In general, religious writers, such as Diego de Landa for the Maya and AMotolinia@ for the Aztecs, wrote more with a view to justifying their self-imposed mission to identify and eradicate what they regarded as superstition and idolatry, although they too covered many other aspects of pre-Hispanic native cultures. On the other hand the Indian point of view is represented by the works of Indian and Mestizo writers, such as Ixtlilxochitl, an Aztec chief of Texcoco, who supported Cortés in the conquest of rival Aztecs in neighboring Tenochtitlan, and Tezozomoc, a descendant of Moctezuma, who wrote an epic account of the Aztec migration in Nahuatl. These are just a few of the early chroniclers and historians important for the reconstruction of pre-Hispanic culture, in particular Mesoamerican religious concepts.

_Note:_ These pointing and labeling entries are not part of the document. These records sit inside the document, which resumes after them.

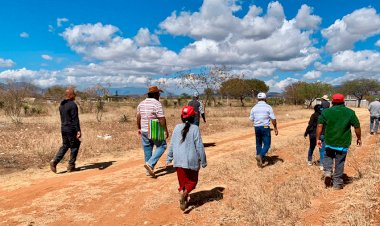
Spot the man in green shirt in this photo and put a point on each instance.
(337, 122)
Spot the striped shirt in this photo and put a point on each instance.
(149, 108)
(261, 114)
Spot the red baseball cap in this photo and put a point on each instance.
(187, 112)
(338, 98)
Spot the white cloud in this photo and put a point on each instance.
(312, 75)
(279, 86)
(304, 19)
(350, 61)
(46, 57)
(6, 63)
(24, 35)
(144, 38)
(17, 74)
(60, 21)
(359, 25)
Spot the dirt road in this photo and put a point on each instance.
(111, 191)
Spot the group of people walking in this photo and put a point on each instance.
(329, 128)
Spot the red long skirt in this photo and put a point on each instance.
(187, 179)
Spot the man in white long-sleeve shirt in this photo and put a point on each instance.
(261, 116)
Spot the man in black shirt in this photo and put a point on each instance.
(198, 108)
(70, 130)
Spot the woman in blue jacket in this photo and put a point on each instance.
(187, 151)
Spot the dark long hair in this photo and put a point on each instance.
(188, 121)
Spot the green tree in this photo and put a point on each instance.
(360, 88)
(292, 94)
(311, 91)
(55, 92)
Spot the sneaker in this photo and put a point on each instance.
(70, 168)
(328, 181)
(259, 161)
(53, 166)
(149, 169)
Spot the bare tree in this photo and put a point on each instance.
(209, 79)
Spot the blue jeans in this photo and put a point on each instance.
(152, 158)
(340, 158)
(69, 141)
(374, 120)
(313, 143)
(263, 140)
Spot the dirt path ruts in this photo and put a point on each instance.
(118, 195)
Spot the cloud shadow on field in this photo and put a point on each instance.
(97, 165)
(271, 160)
(199, 198)
(211, 144)
(164, 171)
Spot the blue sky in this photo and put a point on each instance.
(129, 43)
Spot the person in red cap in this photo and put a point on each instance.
(337, 122)
(149, 109)
(187, 151)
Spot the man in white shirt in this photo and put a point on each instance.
(261, 116)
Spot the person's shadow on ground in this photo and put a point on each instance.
(199, 198)
(97, 165)
(271, 160)
(164, 171)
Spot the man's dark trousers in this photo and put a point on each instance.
(340, 158)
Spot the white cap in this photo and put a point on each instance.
(261, 96)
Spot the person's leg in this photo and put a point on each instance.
(147, 146)
(313, 143)
(74, 146)
(371, 120)
(327, 165)
(339, 169)
(259, 140)
(322, 151)
(266, 141)
(160, 149)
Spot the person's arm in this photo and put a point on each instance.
(356, 124)
(75, 117)
(163, 124)
(138, 118)
(169, 156)
(319, 132)
(201, 111)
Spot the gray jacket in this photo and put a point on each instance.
(191, 153)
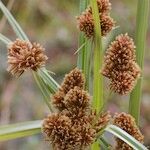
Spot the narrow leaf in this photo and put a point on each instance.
(4, 39)
(49, 81)
(19, 130)
(124, 136)
(16, 27)
(46, 93)
(98, 59)
(85, 51)
(141, 30)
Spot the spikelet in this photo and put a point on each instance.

In subsequent issues we shall look at some of these early writers on Mexico in terms of their lives and works and their contribution to our knowledge of pre-Hispanic Mexico. Since so much of this early writing is devoted to the history of the missionaries themselves it is essential to separate genuine native tradition from Spanish influence in order to assess the intellectual and spiritual achievements of the indigenous peoples of the Americas.